作者:寒星落尘 分类:都市 更新时间:2025-11-09 05:54:39

场内还没散,擂台没凉。

杜家的人已经上台,对面站的是梁家的人。两边站位截然两种味道,一个像拉满弓线等着窜出去,一个像立在装配车间里的钢柱,谁撞上来谁碎。

杜家这边上场的是个细瘦的青年,黑色压缩衣、护腕、护踝,全身肌肉线条像细钢丝到处绷着,锁骨以下没有一块赘肉。他站得懒,肩微微低一侧,重心却完全飘不出去,看久了会有点不舒服,像是你眼前有个影子,它没定住,但你又抓不到它。

梁家上去的,是个整块铁一样的人,肩宽、手臂粗,手背老茧一层一层,短袖一挽,前臂跟铸件似的。他的站位就很简单:就站正中,脚尖卡死,肩线正对着你,意思特别直接——你来。

裁判手一落:“开始。”

动作一响,带起整层空气都紧了半截。

杜家的轻身系没跟你打“礼貌试探”,直接闪腰斜切,整个人像一条影子拧进梁家的侧门,一手探出去就是直取喉下锁骨的那条线,带着肘尖,干净到不带半点多余动作。
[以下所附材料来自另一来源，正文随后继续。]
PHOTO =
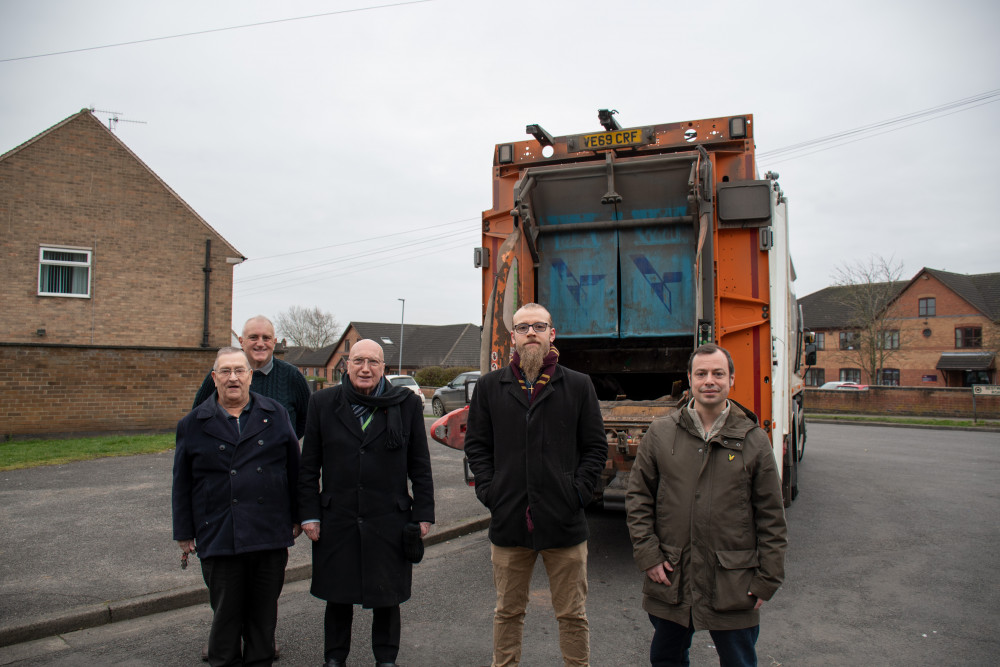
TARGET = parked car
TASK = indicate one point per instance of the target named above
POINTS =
(409, 383)
(850, 386)
(452, 395)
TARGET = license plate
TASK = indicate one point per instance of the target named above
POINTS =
(616, 139)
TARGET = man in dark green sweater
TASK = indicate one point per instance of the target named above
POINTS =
(272, 377)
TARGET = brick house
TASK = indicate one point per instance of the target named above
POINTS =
(115, 292)
(448, 346)
(945, 332)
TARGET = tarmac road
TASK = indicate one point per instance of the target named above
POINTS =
(892, 561)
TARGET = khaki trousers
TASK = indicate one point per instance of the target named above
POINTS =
(567, 571)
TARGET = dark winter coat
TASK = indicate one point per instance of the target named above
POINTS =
(548, 456)
(714, 512)
(235, 494)
(363, 503)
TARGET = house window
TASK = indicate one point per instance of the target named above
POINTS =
(849, 340)
(890, 340)
(815, 377)
(968, 337)
(970, 378)
(888, 377)
(850, 375)
(64, 272)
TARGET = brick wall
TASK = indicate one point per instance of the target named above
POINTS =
(903, 401)
(59, 389)
(76, 185)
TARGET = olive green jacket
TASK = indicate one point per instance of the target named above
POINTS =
(713, 510)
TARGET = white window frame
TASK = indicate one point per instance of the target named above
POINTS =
(42, 263)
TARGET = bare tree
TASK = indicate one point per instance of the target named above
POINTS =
(873, 335)
(308, 327)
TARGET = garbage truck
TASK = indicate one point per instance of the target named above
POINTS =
(643, 243)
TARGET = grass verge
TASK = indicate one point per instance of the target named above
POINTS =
(30, 453)
(917, 421)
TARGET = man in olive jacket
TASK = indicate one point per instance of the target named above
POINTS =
(536, 445)
(707, 520)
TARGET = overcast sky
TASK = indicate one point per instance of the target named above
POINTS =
(348, 156)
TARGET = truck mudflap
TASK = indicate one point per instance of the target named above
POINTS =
(625, 423)
(449, 430)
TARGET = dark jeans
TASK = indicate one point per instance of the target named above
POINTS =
(337, 632)
(671, 642)
(243, 591)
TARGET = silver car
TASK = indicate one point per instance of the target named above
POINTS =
(409, 383)
(452, 396)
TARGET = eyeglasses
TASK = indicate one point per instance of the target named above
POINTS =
(539, 327)
(358, 362)
(224, 373)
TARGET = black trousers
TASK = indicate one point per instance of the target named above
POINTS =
(243, 591)
(337, 632)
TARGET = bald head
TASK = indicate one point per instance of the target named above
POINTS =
(258, 341)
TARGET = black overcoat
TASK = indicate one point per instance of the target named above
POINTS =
(357, 488)
(235, 494)
(548, 456)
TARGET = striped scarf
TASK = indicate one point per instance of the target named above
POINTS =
(548, 367)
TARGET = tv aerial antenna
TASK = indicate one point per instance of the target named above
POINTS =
(115, 117)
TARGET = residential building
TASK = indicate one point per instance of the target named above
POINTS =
(942, 330)
(115, 292)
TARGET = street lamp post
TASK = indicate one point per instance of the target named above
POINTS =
(402, 318)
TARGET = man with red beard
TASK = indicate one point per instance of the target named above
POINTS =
(536, 445)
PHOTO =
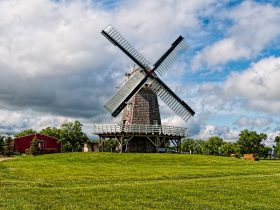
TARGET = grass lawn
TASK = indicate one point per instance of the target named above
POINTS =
(138, 181)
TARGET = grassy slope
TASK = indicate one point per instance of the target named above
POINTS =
(138, 181)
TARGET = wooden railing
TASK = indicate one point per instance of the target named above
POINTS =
(139, 129)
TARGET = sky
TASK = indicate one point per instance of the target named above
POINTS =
(56, 66)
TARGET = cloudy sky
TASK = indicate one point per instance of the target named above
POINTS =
(56, 66)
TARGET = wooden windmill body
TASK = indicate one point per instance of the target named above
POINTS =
(140, 129)
(141, 109)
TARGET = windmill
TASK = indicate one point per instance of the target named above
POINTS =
(141, 123)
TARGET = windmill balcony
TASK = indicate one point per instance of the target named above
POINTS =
(139, 129)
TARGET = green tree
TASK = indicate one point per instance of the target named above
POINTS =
(251, 142)
(26, 132)
(34, 147)
(72, 137)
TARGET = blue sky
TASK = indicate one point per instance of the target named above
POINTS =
(56, 66)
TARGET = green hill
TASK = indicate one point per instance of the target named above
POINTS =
(138, 181)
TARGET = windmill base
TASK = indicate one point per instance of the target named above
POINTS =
(140, 138)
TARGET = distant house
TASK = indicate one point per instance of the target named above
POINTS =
(47, 144)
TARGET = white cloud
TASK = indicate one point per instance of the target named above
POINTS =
(54, 61)
(258, 85)
(253, 28)
(253, 122)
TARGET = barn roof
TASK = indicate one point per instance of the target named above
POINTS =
(37, 136)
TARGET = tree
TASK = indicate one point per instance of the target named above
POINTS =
(26, 132)
(72, 137)
(34, 147)
(227, 149)
(251, 142)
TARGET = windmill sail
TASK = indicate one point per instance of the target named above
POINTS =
(117, 39)
(119, 100)
(171, 99)
(116, 104)
(168, 59)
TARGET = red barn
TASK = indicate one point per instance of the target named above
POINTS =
(47, 144)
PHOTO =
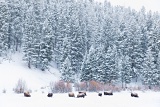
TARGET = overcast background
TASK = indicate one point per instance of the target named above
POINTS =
(153, 5)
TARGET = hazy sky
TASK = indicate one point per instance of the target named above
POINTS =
(153, 5)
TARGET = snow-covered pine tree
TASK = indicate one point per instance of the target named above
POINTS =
(67, 74)
(126, 70)
(4, 26)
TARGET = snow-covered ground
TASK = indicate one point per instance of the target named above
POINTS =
(15, 69)
(120, 99)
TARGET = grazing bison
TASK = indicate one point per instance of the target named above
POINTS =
(108, 93)
(100, 94)
(27, 94)
(71, 94)
(82, 92)
(81, 95)
(134, 95)
(50, 94)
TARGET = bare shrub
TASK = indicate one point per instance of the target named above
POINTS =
(60, 87)
(4, 90)
(95, 86)
(20, 86)
(112, 87)
(80, 86)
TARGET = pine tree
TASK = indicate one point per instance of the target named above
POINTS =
(67, 74)
(125, 73)
(4, 26)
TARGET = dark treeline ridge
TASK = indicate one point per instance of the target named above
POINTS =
(87, 40)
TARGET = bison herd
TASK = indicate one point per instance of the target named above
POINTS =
(82, 94)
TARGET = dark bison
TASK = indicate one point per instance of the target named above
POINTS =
(100, 94)
(82, 92)
(108, 93)
(50, 94)
(71, 94)
(81, 95)
(27, 94)
(134, 95)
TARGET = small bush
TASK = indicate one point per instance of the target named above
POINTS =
(20, 86)
(60, 87)
(4, 90)
(95, 86)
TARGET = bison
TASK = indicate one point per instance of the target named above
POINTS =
(71, 94)
(134, 95)
(27, 94)
(50, 94)
(108, 93)
(100, 94)
(82, 92)
(81, 95)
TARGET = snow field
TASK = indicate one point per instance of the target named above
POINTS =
(119, 99)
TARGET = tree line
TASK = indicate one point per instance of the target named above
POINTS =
(86, 39)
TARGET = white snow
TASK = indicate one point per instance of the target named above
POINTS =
(15, 69)
(11, 71)
(120, 99)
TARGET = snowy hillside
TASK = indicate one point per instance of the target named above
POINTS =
(15, 69)
(120, 99)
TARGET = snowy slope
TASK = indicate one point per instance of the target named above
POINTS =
(15, 69)
(120, 99)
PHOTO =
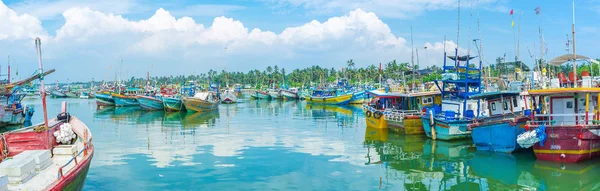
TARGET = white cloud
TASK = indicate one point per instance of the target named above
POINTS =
(14, 26)
(46, 9)
(384, 8)
(184, 45)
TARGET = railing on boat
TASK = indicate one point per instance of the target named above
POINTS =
(551, 122)
(74, 158)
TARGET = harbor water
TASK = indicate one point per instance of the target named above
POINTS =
(289, 145)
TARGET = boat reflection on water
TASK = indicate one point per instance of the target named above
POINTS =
(580, 176)
(344, 115)
(418, 163)
(200, 119)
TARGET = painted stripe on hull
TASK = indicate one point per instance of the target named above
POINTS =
(149, 103)
(126, 102)
(446, 131)
(500, 137)
(564, 144)
(197, 105)
(173, 104)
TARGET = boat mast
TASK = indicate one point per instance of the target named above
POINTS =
(38, 45)
(412, 59)
(574, 52)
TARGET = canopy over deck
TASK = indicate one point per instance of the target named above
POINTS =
(491, 95)
(566, 58)
(462, 58)
(564, 91)
(381, 93)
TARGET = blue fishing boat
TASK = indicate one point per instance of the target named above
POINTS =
(150, 103)
(173, 104)
(104, 99)
(498, 130)
(331, 97)
(127, 99)
(359, 97)
(457, 110)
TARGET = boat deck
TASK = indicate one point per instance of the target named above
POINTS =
(43, 179)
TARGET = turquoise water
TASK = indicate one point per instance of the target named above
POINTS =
(274, 145)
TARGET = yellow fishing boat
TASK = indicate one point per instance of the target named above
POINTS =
(400, 111)
(328, 97)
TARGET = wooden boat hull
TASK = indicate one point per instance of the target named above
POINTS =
(569, 144)
(71, 95)
(125, 101)
(275, 95)
(150, 103)
(443, 130)
(497, 136)
(199, 105)
(104, 100)
(359, 98)
(336, 100)
(375, 121)
(76, 180)
(288, 95)
(56, 94)
(409, 125)
(173, 104)
(261, 95)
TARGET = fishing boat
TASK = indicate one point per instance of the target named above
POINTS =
(57, 94)
(12, 112)
(54, 155)
(457, 109)
(151, 102)
(567, 129)
(328, 97)
(229, 96)
(497, 131)
(173, 104)
(260, 95)
(400, 111)
(84, 95)
(201, 102)
(70, 94)
(359, 97)
(290, 94)
(126, 99)
(274, 94)
(104, 99)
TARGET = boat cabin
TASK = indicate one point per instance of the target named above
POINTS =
(502, 103)
(568, 106)
(416, 102)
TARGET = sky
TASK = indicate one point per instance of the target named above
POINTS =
(88, 39)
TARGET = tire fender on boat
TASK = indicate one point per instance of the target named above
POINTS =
(377, 115)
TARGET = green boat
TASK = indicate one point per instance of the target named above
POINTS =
(173, 104)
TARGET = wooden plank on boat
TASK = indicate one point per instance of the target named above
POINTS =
(18, 170)
(69, 150)
(42, 158)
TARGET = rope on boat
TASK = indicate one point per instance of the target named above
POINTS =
(529, 138)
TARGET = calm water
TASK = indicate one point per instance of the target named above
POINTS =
(262, 145)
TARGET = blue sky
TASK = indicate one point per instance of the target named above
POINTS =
(87, 39)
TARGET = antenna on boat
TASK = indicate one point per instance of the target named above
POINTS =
(412, 58)
(38, 45)
(574, 52)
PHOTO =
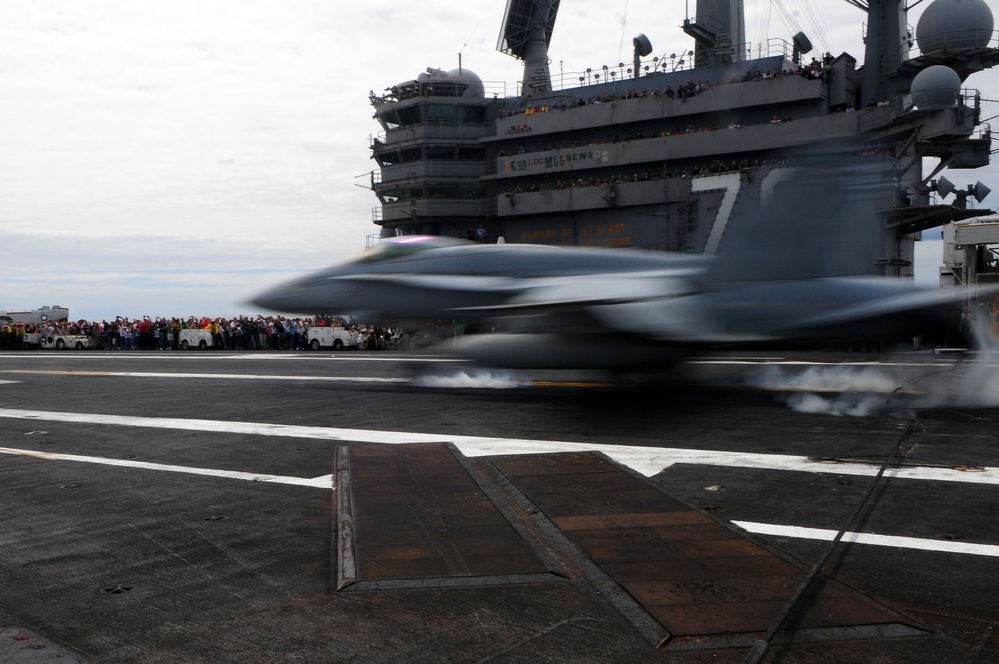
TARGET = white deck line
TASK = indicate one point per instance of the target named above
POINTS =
(648, 461)
(922, 544)
(322, 482)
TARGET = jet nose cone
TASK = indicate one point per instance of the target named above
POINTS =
(278, 298)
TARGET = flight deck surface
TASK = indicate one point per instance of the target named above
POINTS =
(342, 507)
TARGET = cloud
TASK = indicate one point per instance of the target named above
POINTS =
(230, 131)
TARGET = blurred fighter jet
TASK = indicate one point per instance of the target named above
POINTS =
(776, 278)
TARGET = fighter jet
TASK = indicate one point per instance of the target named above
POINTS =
(775, 279)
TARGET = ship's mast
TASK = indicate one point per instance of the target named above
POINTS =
(719, 30)
(526, 34)
(887, 46)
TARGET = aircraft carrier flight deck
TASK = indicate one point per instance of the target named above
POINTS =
(395, 506)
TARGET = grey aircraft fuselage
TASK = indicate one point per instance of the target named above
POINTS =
(578, 307)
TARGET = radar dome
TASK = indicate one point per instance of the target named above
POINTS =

梁家这边真的跟传言一样,没退,直接硬吃。他手一抬,手臂往下压,前臂硬生生拍在对方面门前那条线,像拿了一块钢板当挡板,砰一声闷响,把那记快切顶住。下一秒他顺势往前一撞,整个人身体重量直接压进对方胸口,像小型盾车,别说漂亮不漂亮,效果就是让杜家那个青年瞬间后撤半步。

台下一圈同时有细小的吸气声。

陈峰在下面看得眼睛都直了,小声在顾星阑耳边爆一句:“哎哟,有点狠啊这两位。”

顾星阑“嗯”了一声,目光却没离开那两人的脚。

杜家那年轻人被硬压了半步,退的时候脚几乎没发出声音,那速度不是正常人类能玩的,他的脚像在地面上滑,腰一折,人贴地面一低,再起来时已经绕到了梁家那块“铁块”的背后,手腕卡住了对方的肘根,另一只手抬起是一记快肘,直奔后颈。

梁家这个时候才显出可怕的地方。他没回头,用的不是眼,是感觉。他整个人身体像一整块转轴,腰胯一拧,后背一震,那一下就像一块钢板朝后甩,硬生生把杜家的那一肘拍歪了,同时肩往后一撞,把人顶开。

“咚——”那声音特别厚重,震得场边护栏都轻轻抖了一下。

林安雨视线扫着,没眨,声音很轻:“这两个人,动真格。”

她这个“动真格”,不是在说他们使劲,而是在说这两个人是真朝着“能废你半边肩”去的动作,只是最后半寸收了,没有把那半寸打进骨缝而已。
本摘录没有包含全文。